Les nouveaux mariés portoient aussi une toge blanche d’un blanc éclatant, togam candidam, le jour des nôces, & dans les jours des fêtes & de réjouissance de leur mariage, selon le témoignage d’Horace, liv. II. sat. 2.

Toga pulla ou atra : cette toge étoit noire, marquoit le deuil, la tristesse & la pauvreté, les haillons étant les habits ordinaires des pauvres, que Pline appelle pullatum hominum genus ; & Quintilien, pullatus circulus & pullata turba. Au rapport de Suétone, dans la vie d’Auguste, num. 44. cet empereur défendit à tous ceux que l’on appelloit pullati, d’assister aux jeux dans le parterre : Sanxit nè quis pullatorum mediâ caveâ sederet. Il étoit aussi contre la bienséance de se trouver dans un festin avec cet habit noir, quelque beau qu’il fût ; d’où vient que Ciceron reproche à Vatinius, d’avoir paru à table chez Arrius avec une toge noire : Quâ mente, dit-il, fecisti, ut in epulo Q. Arrii cum togâ pullâ procumberes.

Toga picta. Cette toge étoit ainsi appellée, ou parce qu’elle étoit remplie de différentes broderies faites à l’aiguille, ou parce que l’ouvrier en faisant l’étoffe, y avoit formé différentes figures & de diverses couleurs.

Toga purpurea, étoit la même robe que portoient les sénateurs, ornée de grandes fleurs de pourpre.

Toga palmata, étoit une robe semée de grandes palmes de pourpre, enrichie d’or ; les triomphateurs la portoient seulement le jour de leur triomphe.

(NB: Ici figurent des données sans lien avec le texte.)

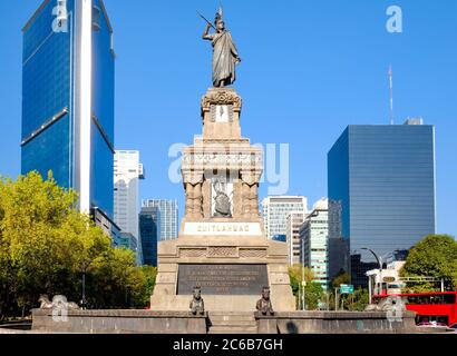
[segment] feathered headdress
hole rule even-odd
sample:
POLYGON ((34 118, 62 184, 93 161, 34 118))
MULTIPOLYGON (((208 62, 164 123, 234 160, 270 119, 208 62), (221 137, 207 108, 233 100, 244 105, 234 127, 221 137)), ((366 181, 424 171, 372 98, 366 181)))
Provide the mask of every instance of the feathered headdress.
POLYGON ((222 11, 222 6, 220 6, 216 12, 216 18, 214 20, 214 23, 217 23, 217 21, 223 21, 223 16, 224 16, 224 12, 222 11))

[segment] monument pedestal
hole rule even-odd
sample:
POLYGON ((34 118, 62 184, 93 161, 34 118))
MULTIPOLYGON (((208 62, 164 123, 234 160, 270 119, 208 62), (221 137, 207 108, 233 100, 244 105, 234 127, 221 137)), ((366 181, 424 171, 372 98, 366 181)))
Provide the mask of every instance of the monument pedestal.
POLYGON ((178 239, 158 243, 153 310, 188 310, 196 286, 210 313, 254 312, 265 286, 275 310, 295 310, 286 245, 264 234, 263 152, 241 136, 241 107, 232 88, 202 99, 203 137, 183 154, 185 216, 178 239))
MULTIPOLYGON (((184 228, 186 224, 194 222, 183 222, 184 228)), ((240 226, 262 231, 260 221, 218 219, 196 224, 196 229, 233 230, 240 226)), ((268 240, 263 235, 239 234, 184 235, 177 240, 161 241, 152 309, 188 310, 192 289, 200 286, 208 312, 254 312, 262 287, 270 286, 275 310, 295 310, 284 263, 285 244, 268 240)))

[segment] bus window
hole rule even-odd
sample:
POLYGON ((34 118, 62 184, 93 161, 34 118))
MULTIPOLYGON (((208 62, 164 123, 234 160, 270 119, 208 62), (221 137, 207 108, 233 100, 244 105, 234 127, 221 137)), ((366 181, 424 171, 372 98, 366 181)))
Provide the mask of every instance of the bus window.
POLYGON ((455 294, 445 294, 443 295, 443 297, 444 297, 444 304, 456 304, 455 294))

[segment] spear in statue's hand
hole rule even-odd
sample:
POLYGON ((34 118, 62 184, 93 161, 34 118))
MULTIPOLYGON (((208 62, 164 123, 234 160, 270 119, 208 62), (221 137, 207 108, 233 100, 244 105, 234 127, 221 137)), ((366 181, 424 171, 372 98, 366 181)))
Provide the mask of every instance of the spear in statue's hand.
POLYGON ((210 24, 213 29, 216 29, 216 28, 213 26, 213 23, 211 23, 202 13, 200 13, 198 11, 197 11, 197 13, 198 13, 198 16, 200 16, 203 20, 205 20, 205 21, 207 22, 207 24, 210 24))

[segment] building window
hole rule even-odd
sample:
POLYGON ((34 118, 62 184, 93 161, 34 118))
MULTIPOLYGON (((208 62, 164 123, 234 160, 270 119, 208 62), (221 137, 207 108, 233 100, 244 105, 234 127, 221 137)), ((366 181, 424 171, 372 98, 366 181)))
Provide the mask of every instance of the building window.
POLYGON ((100 26, 100 14, 101 11, 98 7, 93 8, 93 30, 99 32, 101 29, 100 26))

Paul Emile & le grand Pompée furent les seuls qui eurent la permission de la porter dans d’autres rencontres. Les empereurs prirent cette robe pour eux ; c’est pourquoi Martial, l. VII. epist. 1. s’adressant par une basse flatterie à la cuirasse de Domitien, lui dit : « Accompagne hardiment ton maître ; ne crains point les traits des ennemis, tant que tu couvriras sa divine personne ; marche, va lui aider à vaincre : mais ramene-le bien-tôt pour faire place à la toge palmée, brillante d’or & de pourpre ».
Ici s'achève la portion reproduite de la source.